Maundy Thursday and the Mandate to Love

Maundy Thursday as it falls directly before Good Friday’s observance of Jesus on the cross gives us a day to reflect on what Jesus thought was especially important for him to do before he gave his life. “Maundy” is related to our word “mandate,” and it refers to Jesus’s instruction that he leaves with his disciples when he has supper with them toward the end of the Gospel according to John:

A new commandment I give to you, that you may love one another, just as I have loved you, so you may love one another. By this all shall know that you are my disciples, if you have love for one another.

Maundy ThursdayIt’s pretty common for people to think of Christianity or religion in general about merely commandments. We Christians haven’t helped that misconception by insisting that the Ten Commandments be posted in every public place we can get our hands on. And we don’t foster a genuine understanding of the meaning of Jesus when we rail on and on about the particulars of wrong and right, placing much more misplaced concern on the former than the latter.

It isn’t any wonder to me that so many people who want nothing to do with Christianity think of it as a broken and inadequate moral system, and that they even explain away its existence in the first place by asserting that some ancient people just needed a system of do’s and don’ts to get people to act good. It’s a terrible argument against Christianity, but with the way the church acts sometimes it’s hard to come down too hard with the blame on those who make it.

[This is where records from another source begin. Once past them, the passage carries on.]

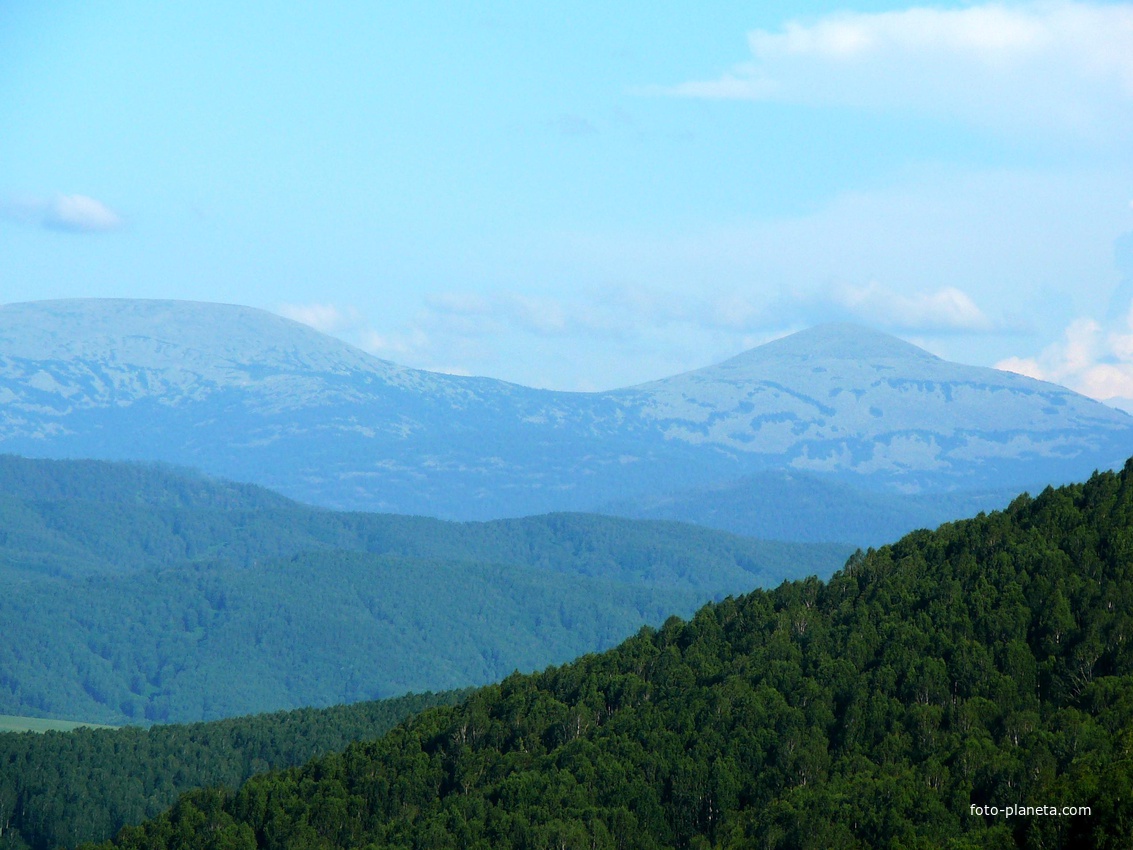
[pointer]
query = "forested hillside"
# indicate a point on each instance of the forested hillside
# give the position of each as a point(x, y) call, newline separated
point(987, 663)
point(61, 788)
point(144, 594)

I said at the beginning of this post that on that Thursday two millennia ago, Jesus decided to share what he thought was the most important thing it was for him to do, not to say, even though “Maundy” Thursday is all about the commandment that he says to them, right? I differentiate between the doing and the saying here because Jesus–the one who is when Abraham was, the way, the truth, and the life–has just washed his own disciples feet prior to telling them that they are to now love one another as they have loved him.

And this act of love, the sharing of it and the demonstration of it, is really the closest that we can come to a “commandment” to love. I wouldn’t be surprised if Jesus said “a new commandment” somewhat tongue-in-cheek, knowing that love cannot be commanded or forced in any way, and would the next day show the world that what life and law is all about is loving the Lord your God with all your heart, being, mind, and strength and loving your neighbor as yourself.

There may be nothing more valuable to remember these days than that this is how Jesus–like the prophet he was (cf. Micah 6:8), and like a number of fellow Jews did during his time–summed up what the Lord expects of us. Which is not, for example, making sure I am going to heaven. And it’s not living by the rulebook. And it’s certainly not making sure others are living by the rulebook (Matthew 7:3-5).

It is taking up the cross and living through his death into his resurrection. Loving others because we are loved, putting others first as Jesus put others before himself (Mark 10:45; Philippians 2:3-8).